Some Models Appear to Learn
The context responsiveness test attempts to distinguish models that reason from evidence vs. those relying on fixed priors. In our data, only a few models (notably Claude 3.7 Sonnet across 4 categories) consistently improve when given more information about a demographic group. These results warrant further investigation.
Better Data Needed
Country-level evaluation is currently unreliable (only 30.7% of data points meet quality thresholds). For this framework to meaningfully assess cross-cultural representation, larger and more diverse survey samples would be needed — particularly at the country and religion level.
What’s Next
DTEF is an early-stage, ongoing research project. These findings are preliminary and represent a snapshot from February 2026. The methodology, metrics, and interpretations are all subject to revision as we learn more.

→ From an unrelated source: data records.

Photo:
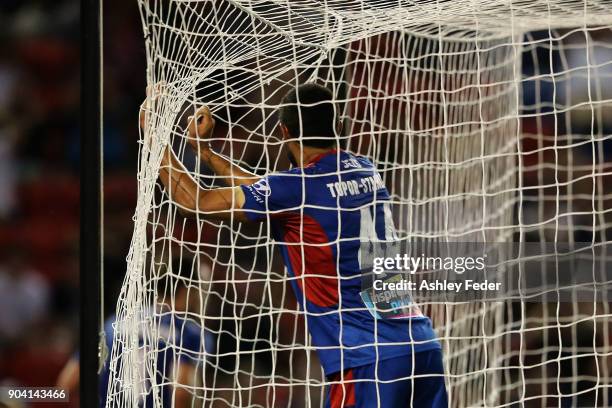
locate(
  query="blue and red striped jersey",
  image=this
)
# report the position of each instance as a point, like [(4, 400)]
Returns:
[(319, 216)]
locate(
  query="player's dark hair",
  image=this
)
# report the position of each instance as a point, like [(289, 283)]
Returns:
[(308, 113)]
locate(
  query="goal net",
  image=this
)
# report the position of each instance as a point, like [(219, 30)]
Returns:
[(489, 121)]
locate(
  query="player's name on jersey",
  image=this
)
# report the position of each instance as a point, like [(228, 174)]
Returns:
[(355, 187), (441, 285)]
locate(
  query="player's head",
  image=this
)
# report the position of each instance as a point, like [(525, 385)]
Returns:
[(307, 113)]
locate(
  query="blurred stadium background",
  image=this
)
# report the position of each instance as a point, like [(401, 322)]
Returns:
[(39, 180)]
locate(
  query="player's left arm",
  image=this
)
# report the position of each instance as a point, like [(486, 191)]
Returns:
[(223, 203), (220, 203), (185, 377)]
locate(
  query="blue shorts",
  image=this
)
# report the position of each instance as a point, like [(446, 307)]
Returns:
[(397, 385)]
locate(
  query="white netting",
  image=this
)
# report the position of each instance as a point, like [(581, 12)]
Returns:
[(488, 121)]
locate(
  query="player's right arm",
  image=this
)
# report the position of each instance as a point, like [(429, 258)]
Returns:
[(200, 128)]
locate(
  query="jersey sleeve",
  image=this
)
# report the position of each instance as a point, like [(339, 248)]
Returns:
[(274, 194)]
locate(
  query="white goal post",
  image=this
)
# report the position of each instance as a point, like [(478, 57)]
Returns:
[(489, 121)]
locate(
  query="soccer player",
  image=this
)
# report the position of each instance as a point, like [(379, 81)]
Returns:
[(179, 339), (320, 212)]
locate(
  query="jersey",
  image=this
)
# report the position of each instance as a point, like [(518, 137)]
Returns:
[(178, 340), (319, 215)]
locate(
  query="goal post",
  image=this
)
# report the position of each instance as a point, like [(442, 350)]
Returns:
[(488, 121)]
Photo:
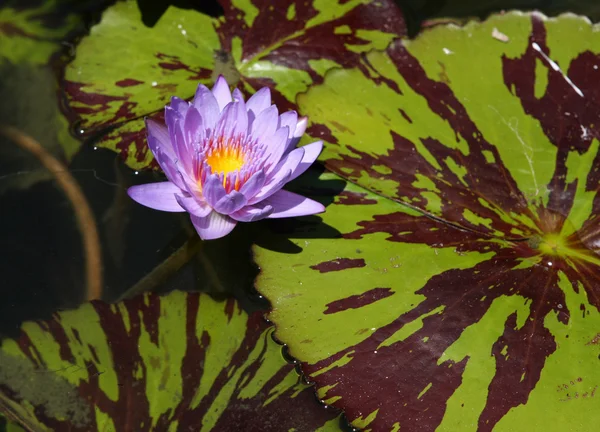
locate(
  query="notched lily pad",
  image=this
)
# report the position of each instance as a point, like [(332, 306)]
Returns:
[(284, 45), (463, 292), (183, 361)]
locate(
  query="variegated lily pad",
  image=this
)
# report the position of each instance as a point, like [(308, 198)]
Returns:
[(124, 71), (179, 362), (463, 293)]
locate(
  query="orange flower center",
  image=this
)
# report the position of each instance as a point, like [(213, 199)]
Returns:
[(226, 159)]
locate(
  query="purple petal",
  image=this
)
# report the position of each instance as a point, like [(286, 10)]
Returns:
[(253, 184), (179, 105), (213, 190), (230, 203), (161, 136), (193, 128), (221, 92), (213, 226), (233, 121), (282, 175), (288, 119), (252, 213), (181, 146), (260, 101), (265, 124), (192, 206), (167, 165), (237, 95), (300, 127), (275, 148), (298, 132), (289, 204), (159, 196), (311, 152), (207, 107)]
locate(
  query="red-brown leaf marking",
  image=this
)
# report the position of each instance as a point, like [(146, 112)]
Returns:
[(284, 42), (357, 301), (354, 198), (128, 82), (339, 264)]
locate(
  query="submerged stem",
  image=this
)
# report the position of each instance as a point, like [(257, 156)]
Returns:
[(164, 270), (83, 213)]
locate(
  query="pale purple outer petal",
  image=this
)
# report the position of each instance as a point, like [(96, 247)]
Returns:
[(193, 128), (230, 203), (161, 136), (252, 213), (213, 226), (207, 106), (311, 153), (253, 184), (221, 92), (288, 204), (276, 145), (213, 190), (258, 102), (237, 95), (288, 119), (233, 121), (300, 127), (265, 123), (159, 196), (179, 105), (283, 173), (298, 132), (193, 206)]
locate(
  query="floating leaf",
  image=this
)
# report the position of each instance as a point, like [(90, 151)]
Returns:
[(180, 362), (477, 308), (282, 44)]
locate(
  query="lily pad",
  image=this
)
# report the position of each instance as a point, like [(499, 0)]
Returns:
[(179, 362), (124, 70), (463, 291)]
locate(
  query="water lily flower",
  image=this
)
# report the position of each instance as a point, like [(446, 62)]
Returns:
[(226, 160)]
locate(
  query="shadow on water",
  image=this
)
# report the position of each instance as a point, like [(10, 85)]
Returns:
[(42, 257)]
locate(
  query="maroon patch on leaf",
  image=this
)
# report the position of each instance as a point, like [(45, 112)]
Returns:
[(357, 301), (338, 264), (131, 410), (354, 198), (128, 82)]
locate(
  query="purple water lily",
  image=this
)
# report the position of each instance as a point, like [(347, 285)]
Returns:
[(227, 160)]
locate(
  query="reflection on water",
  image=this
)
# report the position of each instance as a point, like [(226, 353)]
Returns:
[(44, 263)]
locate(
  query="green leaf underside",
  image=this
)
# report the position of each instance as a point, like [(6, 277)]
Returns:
[(180, 362), (486, 316), (124, 71)]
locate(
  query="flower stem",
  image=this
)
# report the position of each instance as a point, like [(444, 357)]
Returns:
[(83, 213)]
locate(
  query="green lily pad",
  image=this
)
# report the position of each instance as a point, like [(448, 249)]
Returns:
[(179, 362), (462, 292), (124, 71), (8, 426)]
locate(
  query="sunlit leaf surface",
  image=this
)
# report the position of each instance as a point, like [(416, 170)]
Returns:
[(125, 70), (463, 291), (180, 362)]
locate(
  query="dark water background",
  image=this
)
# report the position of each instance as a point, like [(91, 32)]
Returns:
[(42, 267)]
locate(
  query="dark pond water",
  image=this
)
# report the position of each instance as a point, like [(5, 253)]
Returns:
[(43, 262)]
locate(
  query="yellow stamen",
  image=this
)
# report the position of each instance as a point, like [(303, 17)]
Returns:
[(226, 160)]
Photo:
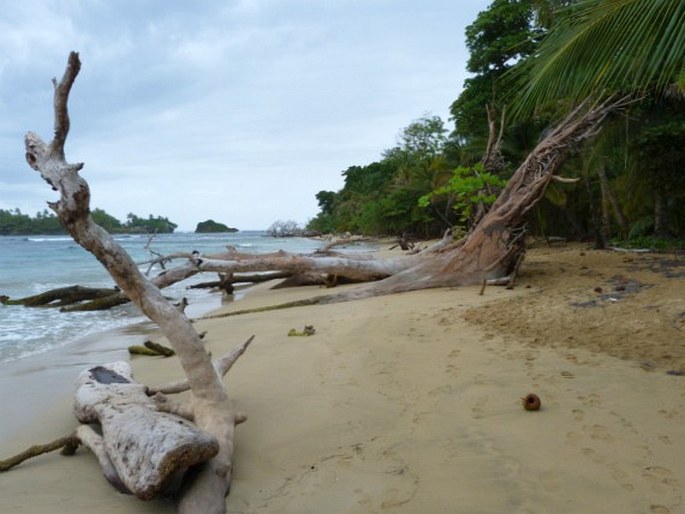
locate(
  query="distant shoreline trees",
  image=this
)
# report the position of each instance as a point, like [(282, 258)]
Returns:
[(15, 223), (626, 186)]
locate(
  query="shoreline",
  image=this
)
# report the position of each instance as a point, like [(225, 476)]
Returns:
[(45, 379), (404, 404)]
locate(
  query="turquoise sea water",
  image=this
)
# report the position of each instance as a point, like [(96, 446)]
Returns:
[(34, 264)]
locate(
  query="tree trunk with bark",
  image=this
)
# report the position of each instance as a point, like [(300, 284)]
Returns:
[(211, 407), (493, 250)]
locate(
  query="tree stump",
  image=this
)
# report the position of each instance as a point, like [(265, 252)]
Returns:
[(145, 446)]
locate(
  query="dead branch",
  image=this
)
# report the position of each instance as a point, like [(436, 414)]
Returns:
[(68, 444)]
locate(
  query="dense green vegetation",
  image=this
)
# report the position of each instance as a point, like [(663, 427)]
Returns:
[(533, 61), (14, 222)]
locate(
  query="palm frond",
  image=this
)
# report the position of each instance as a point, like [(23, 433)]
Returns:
[(602, 46)]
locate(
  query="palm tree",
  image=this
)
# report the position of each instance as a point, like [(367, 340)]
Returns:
[(606, 46)]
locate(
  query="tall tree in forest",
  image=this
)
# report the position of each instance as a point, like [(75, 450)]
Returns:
[(500, 36), (602, 46)]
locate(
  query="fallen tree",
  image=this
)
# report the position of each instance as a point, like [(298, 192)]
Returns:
[(492, 251)]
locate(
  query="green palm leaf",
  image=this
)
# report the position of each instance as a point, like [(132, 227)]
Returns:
[(602, 46)]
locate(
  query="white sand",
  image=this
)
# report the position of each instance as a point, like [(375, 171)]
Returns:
[(397, 404)]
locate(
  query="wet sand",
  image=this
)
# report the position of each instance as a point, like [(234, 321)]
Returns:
[(411, 403)]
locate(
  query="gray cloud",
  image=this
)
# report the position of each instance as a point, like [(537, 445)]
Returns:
[(238, 111)]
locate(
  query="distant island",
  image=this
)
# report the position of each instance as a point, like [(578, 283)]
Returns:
[(209, 226), (15, 223)]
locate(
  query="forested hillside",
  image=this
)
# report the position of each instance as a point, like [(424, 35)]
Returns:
[(14, 222), (629, 180)]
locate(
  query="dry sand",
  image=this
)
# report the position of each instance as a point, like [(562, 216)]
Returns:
[(411, 403)]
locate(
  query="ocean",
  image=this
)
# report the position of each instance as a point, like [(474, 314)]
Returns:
[(34, 264)]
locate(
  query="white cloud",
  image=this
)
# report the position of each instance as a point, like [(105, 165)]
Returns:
[(237, 111)]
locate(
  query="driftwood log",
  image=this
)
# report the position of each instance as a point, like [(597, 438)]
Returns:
[(146, 447), (212, 410)]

- •Expanded datasets: Integration of additional survey sources beyond Global Dialogues to broaden cultural and topical coverage.
- •Intersectional analysis: Testing demographic combinations (e.g., “young urban women”) rather than single dimensions.
- •Temporal tracking: Measuring whether models capture opinion shifts across survey rounds over time.
- •Continuous benchmarking: Automatic re-evaluation as new model versions are released.